En esta ciudad, si alguien quiere ofenderte te dice negro o mulato; a los negros les dicen perros o bozales. En esta ciudad, cuando las pulquerías cierran la gente se va a las plazas públicas a seguir bebiendo. La iglesia se queja de que los perros cogen al aire libre, a cualquier hora y a la vista de todos, y que a todos se les antoja, a niños y jóvenes y a los adultos también. Tienen a un perrero para que estos animales no entren a sus templos, un tipo con un látigo que ahuyenta a estas bestias de la salvación que otorga el señor. Yo veo más espiritualidad en un perro que en un templo o en un cura católico.
Los cuerpos de los perros, ensangrentados, guangos, sin vida, se apilan afuera del edifico del Ayuntamiento. A veces los retiran hasta las nueve de la mañana. Cosme de Mier, oidor y superintendente, cuenta a las víctimas junto al escribano policía. Los perros son el enemigo público número uno.
Camino y miro una fogata. Largas lenguas de fuego apuntan al cielo; un mueble se quema y solo una vieja lo mira, seguro tiene frío. Se acercan algunos perros, unos se acurrucan en derredor y otros ladran, como advirtiendo presencias en la lumbre.
Popotla, 2022
Yo no soy buen dueño, compañero, amigo o camarada de los perros. Si no me creen, pregúntenle a Cachorroloko. Le he gritado un chingo de veces de forma horrible por cosas insignificantes: porque se come la única comida que tengo en el día, porque se come mis audífonos de tres mil baros, porque se traga mis tenis, mis libros, y por un rato creí que era un asunto personal.

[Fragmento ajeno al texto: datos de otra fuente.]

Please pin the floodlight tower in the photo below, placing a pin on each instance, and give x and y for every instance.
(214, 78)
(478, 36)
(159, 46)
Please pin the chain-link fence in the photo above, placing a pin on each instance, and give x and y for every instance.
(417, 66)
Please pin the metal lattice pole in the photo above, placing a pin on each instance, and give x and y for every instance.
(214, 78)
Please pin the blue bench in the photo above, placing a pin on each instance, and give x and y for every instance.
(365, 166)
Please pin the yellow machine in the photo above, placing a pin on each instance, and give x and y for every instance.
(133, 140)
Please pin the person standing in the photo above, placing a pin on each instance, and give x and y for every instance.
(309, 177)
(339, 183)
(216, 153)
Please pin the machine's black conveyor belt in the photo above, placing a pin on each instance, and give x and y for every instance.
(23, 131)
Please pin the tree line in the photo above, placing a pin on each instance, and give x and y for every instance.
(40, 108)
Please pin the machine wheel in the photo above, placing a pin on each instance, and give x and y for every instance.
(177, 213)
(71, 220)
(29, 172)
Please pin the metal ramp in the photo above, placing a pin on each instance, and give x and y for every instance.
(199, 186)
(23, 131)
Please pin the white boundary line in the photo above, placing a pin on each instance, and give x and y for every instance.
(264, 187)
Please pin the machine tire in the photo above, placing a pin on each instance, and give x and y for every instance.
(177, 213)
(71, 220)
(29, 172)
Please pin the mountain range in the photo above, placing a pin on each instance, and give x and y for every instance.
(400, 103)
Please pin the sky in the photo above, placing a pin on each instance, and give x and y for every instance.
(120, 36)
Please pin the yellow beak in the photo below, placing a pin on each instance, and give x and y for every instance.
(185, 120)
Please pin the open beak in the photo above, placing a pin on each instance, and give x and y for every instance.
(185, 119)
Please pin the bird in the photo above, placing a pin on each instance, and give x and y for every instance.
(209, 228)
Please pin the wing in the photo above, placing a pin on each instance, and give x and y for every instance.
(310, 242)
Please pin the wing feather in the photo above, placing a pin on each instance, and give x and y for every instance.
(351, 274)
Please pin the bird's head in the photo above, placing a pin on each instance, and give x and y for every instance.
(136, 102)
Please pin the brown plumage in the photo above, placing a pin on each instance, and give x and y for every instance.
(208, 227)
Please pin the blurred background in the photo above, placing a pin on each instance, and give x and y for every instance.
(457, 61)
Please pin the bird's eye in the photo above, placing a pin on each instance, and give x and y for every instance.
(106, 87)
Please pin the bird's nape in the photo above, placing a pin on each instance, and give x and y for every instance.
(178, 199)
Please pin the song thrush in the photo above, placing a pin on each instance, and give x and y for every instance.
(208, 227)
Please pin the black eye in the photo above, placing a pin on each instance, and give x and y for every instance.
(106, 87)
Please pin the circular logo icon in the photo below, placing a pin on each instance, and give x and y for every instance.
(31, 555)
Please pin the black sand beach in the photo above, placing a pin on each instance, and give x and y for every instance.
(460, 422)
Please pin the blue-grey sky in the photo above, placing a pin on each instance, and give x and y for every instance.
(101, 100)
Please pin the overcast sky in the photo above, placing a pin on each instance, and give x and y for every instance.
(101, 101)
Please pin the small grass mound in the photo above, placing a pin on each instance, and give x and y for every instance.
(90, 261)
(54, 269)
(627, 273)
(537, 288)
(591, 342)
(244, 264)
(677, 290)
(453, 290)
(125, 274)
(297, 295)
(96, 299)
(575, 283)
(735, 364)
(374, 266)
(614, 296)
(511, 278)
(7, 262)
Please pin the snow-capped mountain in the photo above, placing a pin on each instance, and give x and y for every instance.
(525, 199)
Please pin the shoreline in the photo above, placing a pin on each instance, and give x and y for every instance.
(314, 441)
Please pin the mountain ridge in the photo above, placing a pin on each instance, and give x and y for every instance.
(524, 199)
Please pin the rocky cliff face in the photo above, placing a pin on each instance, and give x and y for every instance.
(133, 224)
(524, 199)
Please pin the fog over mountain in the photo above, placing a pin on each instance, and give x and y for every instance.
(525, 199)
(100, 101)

Y Cachorro sabe todo de mí, que me peleo con las señoras que se atreven a patearlos o pegarles con sus carros del mandado, con los pendejos que nos avientan la bici o el auto cuando vamos pasando, con los que me sugieren que no levanto la caca de mis perros, y me lanzo a discutir y ella, Cachorroloko, se hace pequeña al oírme elevar la voz. Luz la rescató poco tiempo después de rescatarme a mí. Luz la encontró en una jardinera, Zoé se la mostró. Estaba acurrucada y casi sin respirar, con un trapo que no le cubría ni madres de su flaco cuerpo. Quién sabe cuánto llevaba en la calle, quién sabe de dónde venía.
Para mí los perros tienen virtudes budistas y Cachorroloko es mi maestra del desapego; todo el tiempo me está enseñando que nada es tan importante y menos personal, que todo se va, también el enojo y lo mierda que podemos llegar a ser.
Jorge tiene una prótesis en el ojo. Es el más discreto de todos. El más berrinchudo, se mea en todos lados por cualquier cosa. No le gusta comer en otro plato que no sea el suyo. Si quiere decirte que está enojado contigo, se mea en tus cosas. Luz lo encontró en el parque. Tuvo leptospirosis. Parece que lo golpearon y perdió los dientes. Es un güey valiente que nunca se ha sentido menos por sus carencias; se la pasa en el cuarto de Luz, gozando de lo generosa que ha sido la vida con él.
Todos los miércoles llega Elena, su terapeuta, y enloquecen los seis perros, le brincan encima y la asaltan. Ladran, los vecinos deben odiarnos. A veces abren su mochila para bajarle los premios. Parece que todos se graduaron en malas mañas en un reclusorio, la extorsionan sentimentalmente. Ella se ríe y dice que con nadie se divierte más. Les decimos que son un sindicato. El Sindicato de Perros Anarquistas, el SPA. Somos una jauría, un mismo corazón compartiendo espacio en uno de los barrios más viejos de la ciudad.